Third, UTF-8 safe. Because of cpp11
’s “UTF-8 everywhere” policy, the C++ version of ODS writing mechanism is truly UTF-8 safe. Now, we can make sure the writing mechanism works in R < 4.2 on Windows (where UTF-8 is not the default). The CI infrastructure regularly checks to make sure R 3.6 on Windows is supported. This might look insignificant as most of us are probably using R >= 4.2 and/or non-Windows OSes. But there are still many workers in heavily regulated computing environments (such as various governments around the world) where R < 4.2 on Windows is still the standard. As this package is used by various governments’ Open Data initiatives, this is a boon.
While rewriting write_ods
, we also added the functionality to write Flat ODS. So now you can read and write FODS on 2.1!
This is a requested feature. And both writexl
and openxlsx
have the same feature.

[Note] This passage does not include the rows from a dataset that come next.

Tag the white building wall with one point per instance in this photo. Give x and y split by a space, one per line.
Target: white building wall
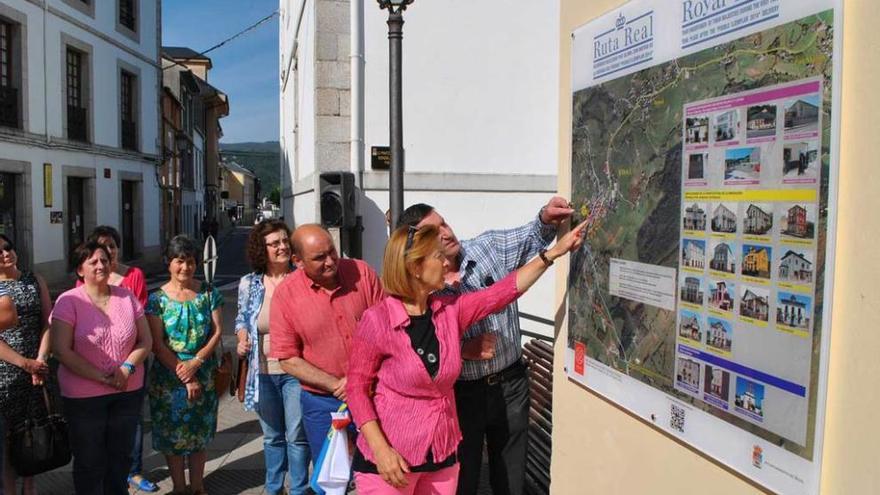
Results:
480 102
42 138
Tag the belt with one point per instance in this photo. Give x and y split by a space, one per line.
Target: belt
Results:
515 370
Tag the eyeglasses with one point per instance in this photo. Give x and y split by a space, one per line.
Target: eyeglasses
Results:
410 237
278 243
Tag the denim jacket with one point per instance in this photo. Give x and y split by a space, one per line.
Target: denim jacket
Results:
250 300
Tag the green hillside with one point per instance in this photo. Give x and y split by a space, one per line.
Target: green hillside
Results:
262 158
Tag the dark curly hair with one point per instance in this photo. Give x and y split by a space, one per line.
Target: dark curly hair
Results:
255 249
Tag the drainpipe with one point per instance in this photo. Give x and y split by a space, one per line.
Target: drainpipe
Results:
357 63
46 76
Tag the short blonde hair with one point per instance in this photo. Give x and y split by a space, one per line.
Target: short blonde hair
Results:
400 262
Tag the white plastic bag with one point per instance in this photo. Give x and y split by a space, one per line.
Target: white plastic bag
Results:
334 463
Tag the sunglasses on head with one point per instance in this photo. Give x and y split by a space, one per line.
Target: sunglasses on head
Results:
410 237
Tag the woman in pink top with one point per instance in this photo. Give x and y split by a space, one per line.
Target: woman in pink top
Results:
101 338
131 278
408 350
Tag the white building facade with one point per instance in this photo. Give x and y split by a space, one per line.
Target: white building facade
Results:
79 148
480 113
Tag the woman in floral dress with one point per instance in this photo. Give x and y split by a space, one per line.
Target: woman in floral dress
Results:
185 318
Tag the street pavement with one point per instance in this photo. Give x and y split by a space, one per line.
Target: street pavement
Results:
235 457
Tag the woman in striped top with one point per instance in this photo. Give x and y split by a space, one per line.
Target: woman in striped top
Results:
406 357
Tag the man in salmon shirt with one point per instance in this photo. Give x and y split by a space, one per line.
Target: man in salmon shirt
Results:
312 320
492 393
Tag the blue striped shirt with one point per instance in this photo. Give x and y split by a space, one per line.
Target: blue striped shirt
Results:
484 260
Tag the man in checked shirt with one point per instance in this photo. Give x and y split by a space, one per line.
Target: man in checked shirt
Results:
492 394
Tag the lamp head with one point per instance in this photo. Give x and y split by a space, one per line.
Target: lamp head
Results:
394 6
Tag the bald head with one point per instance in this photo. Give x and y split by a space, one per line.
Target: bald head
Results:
315 253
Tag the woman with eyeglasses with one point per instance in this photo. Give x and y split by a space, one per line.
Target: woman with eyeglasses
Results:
101 338
406 357
185 317
131 278
270 391
24 352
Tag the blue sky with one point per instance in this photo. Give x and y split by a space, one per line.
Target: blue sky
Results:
246 69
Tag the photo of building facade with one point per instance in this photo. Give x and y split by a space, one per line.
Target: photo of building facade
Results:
795 267
749 396
697 130
756 261
723 219
721 295
742 164
692 291
754 303
689 327
718 334
798 222
802 114
693 253
688 373
723 259
695 217
793 310
757 220
726 126
717 382
696 163
761 121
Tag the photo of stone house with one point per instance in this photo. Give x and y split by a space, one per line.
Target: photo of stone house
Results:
799 221
761 121
692 291
793 310
693 253
689 327
742 164
756 261
758 219
726 125
696 130
723 259
719 334
802 115
723 219
688 373
795 267
721 295
754 303
694 217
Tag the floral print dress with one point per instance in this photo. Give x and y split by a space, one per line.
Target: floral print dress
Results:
181 427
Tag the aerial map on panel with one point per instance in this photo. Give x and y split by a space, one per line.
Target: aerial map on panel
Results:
714 165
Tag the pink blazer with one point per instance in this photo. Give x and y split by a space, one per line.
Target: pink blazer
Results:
414 411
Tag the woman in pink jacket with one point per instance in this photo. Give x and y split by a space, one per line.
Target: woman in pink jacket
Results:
406 357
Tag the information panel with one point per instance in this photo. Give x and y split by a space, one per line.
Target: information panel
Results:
704 145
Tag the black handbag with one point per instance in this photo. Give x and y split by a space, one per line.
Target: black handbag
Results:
39 444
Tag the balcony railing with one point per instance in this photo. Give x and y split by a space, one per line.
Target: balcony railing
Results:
129 135
8 106
77 123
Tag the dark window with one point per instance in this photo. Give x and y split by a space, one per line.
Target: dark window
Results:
127 15
8 91
77 114
128 85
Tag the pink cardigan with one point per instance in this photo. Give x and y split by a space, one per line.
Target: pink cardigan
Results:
415 412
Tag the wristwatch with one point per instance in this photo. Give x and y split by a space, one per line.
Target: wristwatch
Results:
543 255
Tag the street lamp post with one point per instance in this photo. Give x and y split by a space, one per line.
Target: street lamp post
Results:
395 82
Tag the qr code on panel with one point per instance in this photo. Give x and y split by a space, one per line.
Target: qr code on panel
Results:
676 418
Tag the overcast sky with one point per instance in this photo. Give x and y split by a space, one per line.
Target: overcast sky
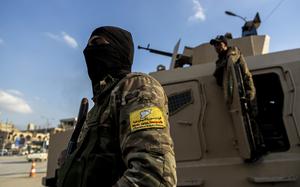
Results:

Now you can write a list of data frames into the same file:
temp_ods <- tempfile(fileext = ".ods")
readODS::write_ods(list("flower_data" = iris, "car_data" = mtcars), temp_ods)
readODS::list_ods_sheets(temp_ods) # two sheets
col_types
supportThis one was fixed because of the not-so-positive review of the 1.x series of readODS
by the fellow social scientist Dr Didier Ruedin at the University of Neuchâtel, Switzerland.
Of course, the speed issue mentioned in his review has now been fixed. But the issue related to col_types
remained in 2.0.x. So now, you can use col_types
the same way as readxl
. It can now either accept a character or a list. 2
readODS::read_ods("starwars.ods", col_types = "??f")
readODS::read_ods("starwars.ods", col_types = list(species = "f"))
This one is potentially breaking, but we must make readODS
compatible with all other data reading functions.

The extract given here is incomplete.